Ayli reached for her lightsaber but that was the first thing the droid had taken from her.
“We’re not coming to you,” Ayli said, moving to step in front of Bopo.
“I assure you that you are,” Paralus said, smug certainty dripping from every word. “You’re current resistance cannot change your destiny. You will return. No matter how hard you fight against it and how little you desire to succumb to your fate.”
“You’re going to a lot of effort for someone who thinks we’re going to do what you want regardless,” Ayli said.
“Destroying you is no effort at all,” Paralus said.
“You’re about to lose a whole ship over it,” Ayli said. “The cost is just going to keep rising the longer you pursue us.”
“The ship is no concern,” Paralus said. “It will survive or it will become a ghost, luring the unwary to their doom. Nothing you do will improve anyone’s situation, least of all your own.”
“You should probably start celebrating then,” Ayli said. “If you’ve won already, if our fates are decided, might as well throw yourself a party.”
“Your destruction awaits in the future and it will be in the moment when you finally accept that, when despair claims you at last, that is when my celebration shall begin,” Paralus said. “But where are my manners. You have a guest with you. A guest for whom I have no need.”
Ayli felt the killing lightning starting to gather in Paralus’s fingertips and moved to block the bolts that would take Bopo’s life.
But an interruption occurred.
Before Paralus could strike, a red lightsaber blade stabbed clean through his torso. His form turned to smoke as he fell and reformed with a blade of his own, facing off against Ayli’s Dark Side.
“Now we leave,” Monfi said, dashing towards the ship.
A hail of automated blaster fire opened up on him, but he sailed like the wind past them as the Dark Side’s influence was concentrated on the battle between Paralus and Ayli’s Dark Side.

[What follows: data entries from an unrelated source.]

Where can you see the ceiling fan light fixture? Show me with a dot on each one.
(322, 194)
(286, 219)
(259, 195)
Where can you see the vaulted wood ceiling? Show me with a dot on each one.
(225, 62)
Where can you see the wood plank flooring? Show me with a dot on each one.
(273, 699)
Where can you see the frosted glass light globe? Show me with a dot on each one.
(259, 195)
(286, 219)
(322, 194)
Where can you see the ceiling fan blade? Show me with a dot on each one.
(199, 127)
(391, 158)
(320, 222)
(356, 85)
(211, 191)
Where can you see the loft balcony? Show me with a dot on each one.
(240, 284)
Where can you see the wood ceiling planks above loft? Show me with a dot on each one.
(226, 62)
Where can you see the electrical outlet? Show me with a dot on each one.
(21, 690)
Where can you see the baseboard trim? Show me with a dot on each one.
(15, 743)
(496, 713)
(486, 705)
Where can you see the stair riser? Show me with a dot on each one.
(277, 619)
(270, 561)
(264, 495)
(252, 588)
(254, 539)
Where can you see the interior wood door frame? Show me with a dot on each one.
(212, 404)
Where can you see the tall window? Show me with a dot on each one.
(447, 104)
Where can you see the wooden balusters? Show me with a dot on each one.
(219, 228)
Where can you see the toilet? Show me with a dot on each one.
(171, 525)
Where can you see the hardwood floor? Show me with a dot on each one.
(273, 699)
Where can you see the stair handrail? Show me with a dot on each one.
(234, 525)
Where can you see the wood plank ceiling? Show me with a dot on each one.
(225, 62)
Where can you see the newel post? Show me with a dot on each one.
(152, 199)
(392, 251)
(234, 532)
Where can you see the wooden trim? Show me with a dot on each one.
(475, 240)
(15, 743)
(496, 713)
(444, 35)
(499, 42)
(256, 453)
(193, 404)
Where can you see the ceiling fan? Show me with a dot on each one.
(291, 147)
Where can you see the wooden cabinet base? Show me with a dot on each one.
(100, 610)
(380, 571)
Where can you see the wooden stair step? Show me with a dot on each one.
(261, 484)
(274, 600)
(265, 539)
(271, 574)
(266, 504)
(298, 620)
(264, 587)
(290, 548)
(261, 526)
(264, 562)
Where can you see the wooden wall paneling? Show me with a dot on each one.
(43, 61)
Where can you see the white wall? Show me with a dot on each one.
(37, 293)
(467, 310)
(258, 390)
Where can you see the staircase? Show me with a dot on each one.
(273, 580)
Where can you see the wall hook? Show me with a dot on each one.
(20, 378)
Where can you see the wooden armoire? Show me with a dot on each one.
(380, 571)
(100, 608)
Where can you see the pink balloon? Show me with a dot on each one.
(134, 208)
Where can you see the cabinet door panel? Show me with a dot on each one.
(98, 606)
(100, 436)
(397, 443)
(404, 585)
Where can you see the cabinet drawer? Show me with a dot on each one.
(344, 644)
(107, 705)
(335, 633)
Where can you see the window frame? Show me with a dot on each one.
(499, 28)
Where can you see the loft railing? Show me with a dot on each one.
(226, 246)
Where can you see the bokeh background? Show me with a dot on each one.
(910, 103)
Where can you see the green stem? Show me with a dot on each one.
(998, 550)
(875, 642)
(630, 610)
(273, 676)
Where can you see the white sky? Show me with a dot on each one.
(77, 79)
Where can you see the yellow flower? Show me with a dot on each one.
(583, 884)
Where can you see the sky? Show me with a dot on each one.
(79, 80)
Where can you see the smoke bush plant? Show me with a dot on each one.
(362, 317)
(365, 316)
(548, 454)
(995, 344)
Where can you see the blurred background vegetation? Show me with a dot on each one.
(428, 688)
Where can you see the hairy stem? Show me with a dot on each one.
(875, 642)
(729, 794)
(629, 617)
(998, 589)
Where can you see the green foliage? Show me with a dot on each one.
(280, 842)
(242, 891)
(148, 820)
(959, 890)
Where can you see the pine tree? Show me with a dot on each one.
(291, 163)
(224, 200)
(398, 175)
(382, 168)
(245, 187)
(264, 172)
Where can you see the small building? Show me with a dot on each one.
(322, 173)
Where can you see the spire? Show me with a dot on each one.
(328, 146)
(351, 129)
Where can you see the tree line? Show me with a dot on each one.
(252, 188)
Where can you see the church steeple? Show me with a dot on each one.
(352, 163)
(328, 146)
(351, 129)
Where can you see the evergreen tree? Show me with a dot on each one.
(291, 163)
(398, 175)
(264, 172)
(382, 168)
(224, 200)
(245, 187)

“I can’t move like that,” Bopo said, the distance to the shuttle an impossible gap for anyone without Force powers to cover.
“You won’t have to,” Ayli said and took hold of her friend’s hand. “Just walk with me.”
Bopo looked at her, uncertainty writ large over her features until she managed to make peace with the death that awaited her.
Ayli didn’t lead Bopo to her death though. Step by slow step, they advanced towards the shuttle which Monfi was prepping for launch.
Around them, electronics and machinery exploded as a tornado of power tore through them. Halfway to the ship, Ayli stumbled but rose with fresh determination before Bopo could help her out.
By the time they reached the ship, the hangar looked worse than if a bomb had hit it.
But not one shot had landed on either of them.
“We made it!” Bopo cheered as Ayli pushed her up the ramp to the ship.
“Yes,” Ayli said. “You did. And now you’re going to get to safety.”
“What? No. You’re not staying. Why would you?”
“Tell Nix she knows where she’ll find me,” Ayli said. “Tell her what my eyes looked like too.”
Without waiting for Bopo’s protest, Ayli Force pushed her friend into the shuttle, slammed the entry hatch shut.
As the Force tornado cast the shuttle out into the void, Ayli turned to face the thing that had weathered the worst her Dark Side could throw at it, the deal she knew he would accept waiting on her lips.